As Dr Amal said, verifiably, medics have the greatest access to humanity, to be utilized with the ultimate objective of da’wah. We can enter people’s lives in the most intimate manner, our very presence command respect and our words are placed on pedestals. With all due respect to their faith and efforts, Christians have used humanitarian movements - which include medical aids - as extremely useful tools of missionary work. It’s high time Muslims enter the field, such as what IslamicRelief, MuslimAid, InterPal, MERCY Malaysia and IMAM is doing.
That’s the baton to be passed. IMAM’s noble ideals, to be internalized by all Muslim medical students and manifested in our practices. To serve humanity, for da’wah.

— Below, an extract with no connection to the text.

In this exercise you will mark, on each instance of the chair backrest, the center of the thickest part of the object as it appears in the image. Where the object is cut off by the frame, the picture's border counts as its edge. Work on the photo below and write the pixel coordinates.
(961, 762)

On the actual topic for the day, Medicine in Malaysia : Past, Present, Future; Dr Amal lamented on the shortcomings still haunting the healthcare system in our dear motherland. Doctors in government practices are overworked, while doctors in the private practices seem to be very busy collecting money. Free healthcare is still incomplete. A lot of the poors in rural areas are suffering from lack of medical awareness and access.
“Less than 6% of Malaysia’s GDP is allotted for healthcare, while the WHO standard is 12%.”
We were silent, contemplating.
“Where does all the money go? It’s not that we don’t have money. The problem is not with resources, but with justice. Financing for projects that can benefit the people is severely cut down to give allowance for certain individuals to savour what is never rightfully theirs.”
Indeed, medicine, politics, and policy-making is but intertwined!
“The doctors are also pursuing money. They are not where they are needed the most - villages, rural areas, disaster-torn areas in the world - but where their material wants would be satisfied the most.”
Although the audience was less than 20, although I had to travel for almost eight hours overall just for a less than three-hours session, I was inspired. We were all inspired, to do our best to continue and uphold the legacy of IMAM, to do da’wah, and to join the rest of the defenders of humanity. InsyaAllah.